Prep 15 mins
Cook 40 mins
From a Hershey's cookbook
- 2⁄3 cup all-purpose flour
- 1⁄4 teaspoon baking soda
- 1⁄4 teaspoon salt
- 1⁄2 cup sugar
- 2 tablespoons butter
- 2 tablespoons water
- 1 2⁄3 cups semi-sweet chocolate chips, divided
- 2 eggs, slightly beaten
- 1 teaspoon vanilla
Cream Cheese Marble
- 1 (3 ounce) package cream cheese, softened
- 1⁄4 cup sugar
- 1 egg
- 1⁄2 teaspoon vanilla
- Heat oven to 350°F Line 8 inch square baking pan with foil; grease foil.
- Stir together flour, baking soda and salt.
- In medium saucepan, place sugar, butter and water. Cook over low heat, stirring constantly, until mixture comes to a boil. Remove from heat.
- Immediately add 1 cup of the chocolate chips, stirring until melted. Stir in eggs and vanilla until blended.
- Add melted mixture to flour mixture, blending well.
- Spread 2/3 of the chocolate batter into prepared pan.
- In small bowl, beat softened cream cheese and sugar until smooth. Add egg and vanilla; beat well. Stir in remaining 2/3 cup chocolate chips.

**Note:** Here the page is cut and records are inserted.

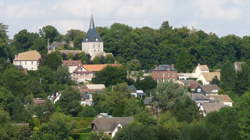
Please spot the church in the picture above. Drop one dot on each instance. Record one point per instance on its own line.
(92, 44)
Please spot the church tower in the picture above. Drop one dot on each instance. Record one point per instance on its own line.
(92, 43)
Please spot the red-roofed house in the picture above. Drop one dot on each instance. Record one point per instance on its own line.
(85, 73)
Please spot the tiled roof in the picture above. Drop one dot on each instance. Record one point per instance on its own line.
(70, 51)
(105, 124)
(28, 56)
(92, 35)
(224, 98)
(212, 107)
(98, 67)
(209, 76)
(164, 67)
(210, 88)
(203, 67)
(95, 86)
(71, 62)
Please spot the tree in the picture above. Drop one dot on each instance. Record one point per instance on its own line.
(52, 60)
(69, 102)
(87, 111)
(6, 129)
(134, 65)
(228, 77)
(18, 112)
(3, 41)
(243, 79)
(16, 82)
(58, 127)
(50, 33)
(110, 76)
(223, 124)
(146, 84)
(184, 61)
(85, 58)
(109, 59)
(6, 98)
(136, 131)
(98, 60)
(76, 36)
(243, 108)
(24, 40)
(167, 94)
(195, 131)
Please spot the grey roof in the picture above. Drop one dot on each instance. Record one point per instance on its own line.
(165, 67)
(147, 101)
(105, 124)
(209, 88)
(92, 35)
(132, 88)
(199, 97)
(212, 107)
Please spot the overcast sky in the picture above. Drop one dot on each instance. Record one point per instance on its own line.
(220, 16)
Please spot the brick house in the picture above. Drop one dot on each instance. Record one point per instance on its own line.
(164, 73)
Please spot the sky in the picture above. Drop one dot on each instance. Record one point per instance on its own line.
(222, 17)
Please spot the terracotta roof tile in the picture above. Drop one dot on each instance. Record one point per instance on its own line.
(29, 55)
(72, 62)
(210, 75)
(98, 67)
(203, 67)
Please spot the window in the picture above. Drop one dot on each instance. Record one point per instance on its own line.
(198, 90)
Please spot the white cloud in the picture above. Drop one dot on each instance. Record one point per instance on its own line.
(210, 15)
(23, 10)
(216, 9)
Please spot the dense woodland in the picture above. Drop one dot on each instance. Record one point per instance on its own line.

- Spoon over chocolate; drop spoonfuls of remaining chocolate batter onto cream cheese mixture. Gently swirl chocolate batter into cream cheese with spatula.
- Bake 35 to 40 minutes or until brownies begin to pull away from sides of pan. Cool completely in pan on wire rack. Remove from pan; peel off foil and cut into squares.
- Raspberry Variation: Substitute 2/3 cup raspberry chips for the chocolate chips in the cream cheese mixture; add 2 drops of red food coloring.
- Mint Variation: Substitute 1 2/3 cups mint chocolate chips for the semi-sweet chocolate chips. Add 2 drops green food coloring to the cream cheese marble mixture.